Sekretaris DPD Perhimpunan BPR Indonesia (Perbarindo) Sumsel, Muhammad Riza Pahlevy, mengatakan saat ini sejumlah BPR cenderung menyalurkan kredit konsumtif daripada modal kerja karena dinilai lebih rendah risiko.
"Contohnya BPR punya saya, koor bisnis kami sekarang tidak lagi modal kerja, 60% bergeser ke konsumtif. Kami mau cari aman," katanya, Senin (30/7/2018).
Riza memaparkan kredit konsumtif yang disalurkan pihaknya berupa produk kredit pegawai dengan skema pay roll sehingga BPR memiliki kepastian pembayaran dengan memotong gaji debitur.
Menurut dia, segmen yang saat ini digarap BPR cukup luas, seperti ASN, TNI/Polri maupun pegawai swasta.

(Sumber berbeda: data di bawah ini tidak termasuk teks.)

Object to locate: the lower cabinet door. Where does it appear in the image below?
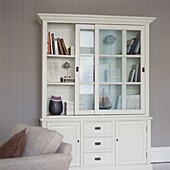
[47,122,80,166]
[83,152,113,166]
[116,121,147,165]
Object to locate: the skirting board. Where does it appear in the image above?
[0,141,167,163]
[151,147,170,163]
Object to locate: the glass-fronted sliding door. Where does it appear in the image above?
[76,25,144,114]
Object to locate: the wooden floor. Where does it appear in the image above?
[153,163,170,170]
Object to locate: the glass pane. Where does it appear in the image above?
[80,30,94,54]
[99,30,122,55]
[99,85,122,110]
[126,85,141,109]
[126,58,141,82]
[79,84,94,110]
[99,57,122,82]
[127,31,141,55]
[80,56,94,82]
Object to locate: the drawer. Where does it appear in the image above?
[84,152,113,166]
[84,137,113,151]
[84,122,112,136]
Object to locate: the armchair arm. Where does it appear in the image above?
[57,142,72,154]
[0,153,72,170]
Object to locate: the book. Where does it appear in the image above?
[51,33,56,54]
[68,46,75,55]
[134,39,141,54]
[129,37,139,54]
[47,61,59,83]
[60,38,68,55]
[128,69,135,82]
[54,38,59,54]
[47,32,51,54]
[57,38,64,55]
[127,39,134,54]
[132,64,139,82]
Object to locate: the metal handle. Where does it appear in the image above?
[94,126,101,130]
[94,157,101,161]
[94,142,101,145]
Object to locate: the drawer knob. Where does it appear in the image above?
[94,126,101,130]
[94,142,101,145]
[94,157,101,161]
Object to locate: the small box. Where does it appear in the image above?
[64,102,74,116]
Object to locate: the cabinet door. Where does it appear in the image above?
[47,122,80,166]
[116,121,146,165]
[75,25,95,114]
[95,25,145,114]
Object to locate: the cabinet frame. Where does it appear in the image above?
[37,13,155,170]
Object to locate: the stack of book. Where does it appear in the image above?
[128,64,140,82]
[127,37,141,54]
[115,94,141,109]
[80,47,94,54]
[47,32,74,55]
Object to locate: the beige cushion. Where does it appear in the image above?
[0,129,26,159]
[9,123,29,138]
[23,126,63,156]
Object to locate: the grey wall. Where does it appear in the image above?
[0,0,170,146]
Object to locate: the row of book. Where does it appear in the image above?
[127,37,141,54]
[47,32,74,55]
[115,94,141,109]
[128,64,140,82]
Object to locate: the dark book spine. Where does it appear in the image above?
[129,38,139,54]
[60,38,68,55]
[51,33,55,54]
[57,38,64,55]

Riza melanjutkan sebetulnya BPR hadir sebagai lembaga yang dapat membantu usaha sektor riil melalui kredit modal kerja. Hanya saja pihaknya mengaku pembiayaan yang banyak tersalurkan di sektor pertanian seperti karet dan sawit tidak menentu.
Baca Juga
"Industri BPR ini kan kecil, kami terbatas dengan sumber daya manusia maupun teknologi sehingga ketika sektor usaha yang kami biayai sedang bermasalah cepat berimbas ke kami," katanya.
Menurut dia saat ini kredit modal kerja hanya sebagai pelengkap dalam portofolio kredit BPR dan kredit konsumtif telah dianggap sebagai penopang bisnis BPR.
"Untuk modal kerja masih disalurkan untuk industri dan perdagangan, tapi sudah sedikit paling 15% sampai 20%," ujarnya.
Perbarindo mencatat saat ini total aset yang dimiliki 29 BPR di Sumsel sekitar Rp2,1 triliun di mana kredit mencapai 80% dari nilai tersebut.
Pihaknya menargetkan rasio NPL harus di bawah 5% hingga akhir tahun ini.
"Berat sih tapi minimal bisa sentuh 5%. Mudah-mudahan bisa karena kami juga mendapat perhatian dari OJK yang sangat giat melakukan audit terhadap BPR," katanya.